Un jour, par un chaud soleil d’automne, comme nous parcourions l’île de Torcello, mes jambes défaillirent ; un frisson courut dans tous mes membres et je dus pour me ranimer me coucher sur la plage et me couvrir du sable tiède que soulevait le sirocco.

Mes tempes battaient avec force ; je sentais sur mes yeux clignotants un cercle de feu ; mes cheveux, que le vent agitait me semblaient d’un poids énorme ; mes pieds et mes jambes enfoncés dans les monticules de sable chaud, étaient froids comme si la glace les eût recouverts. Tout mon sang refluait à la tête ; mes joues devenaient de plus en plus pourpres et, vaincu par une fièvre ardente, je fus contraint d’avouer à Antonia que je souffrais. Elle me fit porter dans la gondole, m’étendit sur les coussins des banquettes et soutint jusqu’à Venise ma tête sur son bras ployé.
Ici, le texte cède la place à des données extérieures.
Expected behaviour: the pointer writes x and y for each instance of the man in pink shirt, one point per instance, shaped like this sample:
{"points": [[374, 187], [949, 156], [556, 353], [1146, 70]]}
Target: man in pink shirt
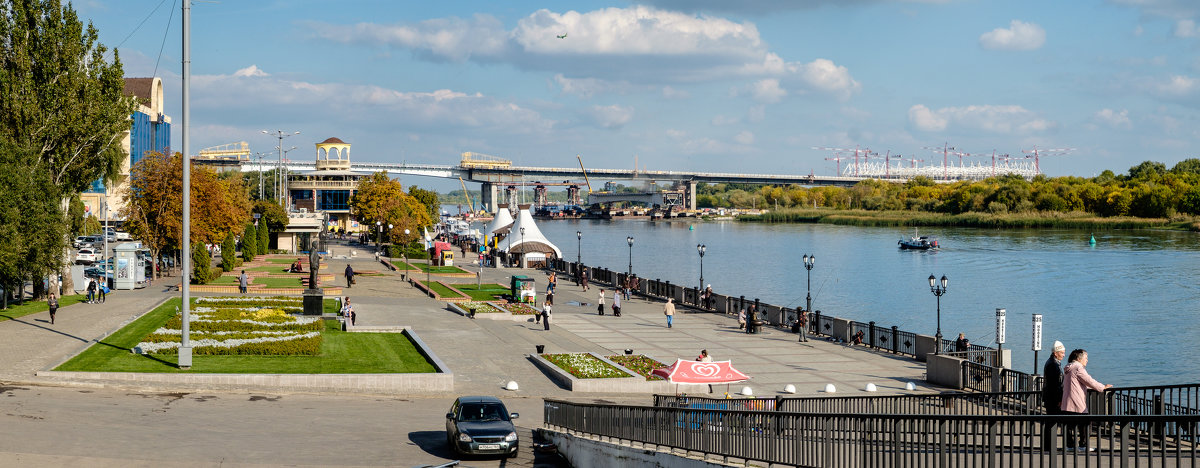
{"points": [[1075, 383]]}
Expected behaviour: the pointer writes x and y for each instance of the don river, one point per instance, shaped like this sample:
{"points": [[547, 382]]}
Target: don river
{"points": [[1131, 300]]}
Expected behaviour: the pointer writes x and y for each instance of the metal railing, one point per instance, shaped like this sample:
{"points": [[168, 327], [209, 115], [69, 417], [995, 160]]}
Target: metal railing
{"points": [[891, 439]]}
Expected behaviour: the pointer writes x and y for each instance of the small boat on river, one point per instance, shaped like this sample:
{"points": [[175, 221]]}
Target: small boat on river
{"points": [[918, 243]]}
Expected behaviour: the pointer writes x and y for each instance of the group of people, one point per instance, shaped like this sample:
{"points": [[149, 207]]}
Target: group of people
{"points": [[1065, 391]]}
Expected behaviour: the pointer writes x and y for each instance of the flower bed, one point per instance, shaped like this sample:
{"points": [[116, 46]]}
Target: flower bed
{"points": [[585, 366], [243, 327], [640, 364], [479, 307], [519, 309]]}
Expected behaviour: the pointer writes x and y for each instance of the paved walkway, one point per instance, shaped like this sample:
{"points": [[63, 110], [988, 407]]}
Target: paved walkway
{"points": [[485, 354]]}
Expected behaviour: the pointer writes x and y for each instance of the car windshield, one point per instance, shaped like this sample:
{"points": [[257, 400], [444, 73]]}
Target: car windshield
{"points": [[483, 412]]}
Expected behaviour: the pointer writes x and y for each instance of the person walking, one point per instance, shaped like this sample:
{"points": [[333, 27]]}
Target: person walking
{"points": [[600, 303], [669, 310], [1051, 391], [616, 303], [1075, 383], [53, 304]]}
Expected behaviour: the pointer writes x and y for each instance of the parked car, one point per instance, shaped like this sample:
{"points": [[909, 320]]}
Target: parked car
{"points": [[85, 256], [481, 425]]}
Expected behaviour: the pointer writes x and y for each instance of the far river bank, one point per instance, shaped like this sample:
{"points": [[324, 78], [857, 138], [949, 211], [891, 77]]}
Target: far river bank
{"points": [[972, 220]]}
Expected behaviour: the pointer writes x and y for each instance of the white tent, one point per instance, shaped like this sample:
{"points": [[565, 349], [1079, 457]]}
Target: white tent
{"points": [[531, 241]]}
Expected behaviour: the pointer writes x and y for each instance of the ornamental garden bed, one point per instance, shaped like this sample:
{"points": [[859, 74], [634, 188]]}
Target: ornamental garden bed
{"points": [[565, 369], [235, 319], [639, 363]]}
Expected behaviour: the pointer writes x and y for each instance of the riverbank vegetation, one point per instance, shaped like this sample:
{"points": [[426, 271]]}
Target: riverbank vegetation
{"points": [[1147, 196]]}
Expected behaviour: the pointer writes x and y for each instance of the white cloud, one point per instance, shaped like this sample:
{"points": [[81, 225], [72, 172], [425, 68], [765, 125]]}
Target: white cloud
{"points": [[991, 119], [252, 89], [635, 45], [611, 117], [251, 71], [1115, 119], [1019, 36], [767, 90], [1186, 28], [744, 137]]}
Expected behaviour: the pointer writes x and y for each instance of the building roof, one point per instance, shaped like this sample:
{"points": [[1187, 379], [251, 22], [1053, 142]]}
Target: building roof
{"points": [[139, 88], [531, 241]]}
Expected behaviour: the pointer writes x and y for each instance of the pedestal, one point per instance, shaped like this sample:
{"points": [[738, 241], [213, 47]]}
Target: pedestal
{"points": [[313, 301]]}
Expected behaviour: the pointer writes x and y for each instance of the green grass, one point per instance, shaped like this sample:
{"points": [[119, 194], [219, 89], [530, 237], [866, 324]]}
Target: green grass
{"points": [[489, 292], [29, 307], [424, 267], [340, 353], [441, 289]]}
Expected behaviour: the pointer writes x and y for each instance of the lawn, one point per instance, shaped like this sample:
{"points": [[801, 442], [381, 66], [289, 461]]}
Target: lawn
{"points": [[29, 307], [340, 353], [425, 267], [441, 289], [487, 292]]}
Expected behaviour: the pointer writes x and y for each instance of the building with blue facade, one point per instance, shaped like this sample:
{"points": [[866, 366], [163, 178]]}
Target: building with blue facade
{"points": [[149, 131]]}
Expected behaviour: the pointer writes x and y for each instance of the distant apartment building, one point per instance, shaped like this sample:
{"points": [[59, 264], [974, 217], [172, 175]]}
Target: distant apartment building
{"points": [[149, 131], [329, 187]]}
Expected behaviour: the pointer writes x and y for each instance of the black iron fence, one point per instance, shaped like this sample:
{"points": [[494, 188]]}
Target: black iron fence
{"points": [[832, 439]]}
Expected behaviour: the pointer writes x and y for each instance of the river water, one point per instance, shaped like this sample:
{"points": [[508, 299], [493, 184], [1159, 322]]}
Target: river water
{"points": [[1132, 300]]}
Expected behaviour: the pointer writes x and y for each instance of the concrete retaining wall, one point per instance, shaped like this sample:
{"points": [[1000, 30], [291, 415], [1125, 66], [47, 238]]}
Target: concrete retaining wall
{"points": [[582, 451]]}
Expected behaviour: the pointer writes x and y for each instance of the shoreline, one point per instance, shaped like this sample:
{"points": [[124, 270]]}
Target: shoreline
{"points": [[971, 220]]}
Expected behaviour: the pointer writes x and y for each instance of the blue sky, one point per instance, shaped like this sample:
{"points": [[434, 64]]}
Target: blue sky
{"points": [[705, 84]]}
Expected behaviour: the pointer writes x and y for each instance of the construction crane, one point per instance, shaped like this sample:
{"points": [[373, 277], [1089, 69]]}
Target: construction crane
{"points": [[466, 193], [1037, 154], [585, 173]]}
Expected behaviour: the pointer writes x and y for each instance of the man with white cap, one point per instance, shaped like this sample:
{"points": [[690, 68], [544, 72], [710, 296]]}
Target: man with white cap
{"points": [[1051, 390]]}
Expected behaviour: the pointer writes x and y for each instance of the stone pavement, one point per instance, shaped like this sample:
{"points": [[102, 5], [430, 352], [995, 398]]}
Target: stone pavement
{"points": [[485, 354]]}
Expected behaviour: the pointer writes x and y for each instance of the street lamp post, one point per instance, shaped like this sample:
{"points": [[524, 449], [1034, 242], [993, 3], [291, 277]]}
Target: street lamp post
{"points": [[406, 255], [281, 136], [939, 289], [630, 240]]}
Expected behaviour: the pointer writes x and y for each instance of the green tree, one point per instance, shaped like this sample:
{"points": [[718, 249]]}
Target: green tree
{"points": [[1189, 166], [31, 220], [249, 243], [427, 198], [229, 253], [202, 264], [1147, 169], [264, 238]]}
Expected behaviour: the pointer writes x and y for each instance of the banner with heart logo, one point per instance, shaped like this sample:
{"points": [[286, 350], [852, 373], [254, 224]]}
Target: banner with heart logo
{"points": [[695, 372]]}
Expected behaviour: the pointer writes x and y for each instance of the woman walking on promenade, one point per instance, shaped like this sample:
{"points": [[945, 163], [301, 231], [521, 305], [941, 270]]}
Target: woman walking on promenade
{"points": [[1075, 383]]}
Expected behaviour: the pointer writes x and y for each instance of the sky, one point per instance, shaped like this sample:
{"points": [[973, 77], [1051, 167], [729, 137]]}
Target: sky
{"points": [[712, 85]]}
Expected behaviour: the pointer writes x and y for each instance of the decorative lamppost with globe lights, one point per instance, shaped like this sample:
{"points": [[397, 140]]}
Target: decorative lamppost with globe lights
{"points": [[939, 289]]}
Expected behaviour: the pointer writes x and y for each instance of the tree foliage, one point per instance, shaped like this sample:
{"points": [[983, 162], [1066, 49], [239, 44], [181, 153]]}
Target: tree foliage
{"points": [[154, 199], [63, 100], [382, 199]]}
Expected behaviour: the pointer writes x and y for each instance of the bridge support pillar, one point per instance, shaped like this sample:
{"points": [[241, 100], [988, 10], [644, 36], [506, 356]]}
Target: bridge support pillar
{"points": [[487, 192], [690, 195]]}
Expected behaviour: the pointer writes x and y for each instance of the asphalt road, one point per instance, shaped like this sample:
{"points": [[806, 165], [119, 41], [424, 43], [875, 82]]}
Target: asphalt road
{"points": [[111, 427]]}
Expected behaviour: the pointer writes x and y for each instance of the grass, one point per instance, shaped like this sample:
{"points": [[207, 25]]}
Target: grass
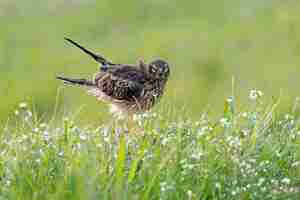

— Ma pauvre Antonia, lui dis-je, je crois que tes instincts de sœur de charité vont trouver à s’exercer ; je suis bien malade et si je n’en meurs pas je serai pour toi un long souci.

— Quelle funèbre idée, répliqua-t-elle, mourir ! y penses-tu ! à présent que nous pouvions passer de si beaux jours à nous aimer !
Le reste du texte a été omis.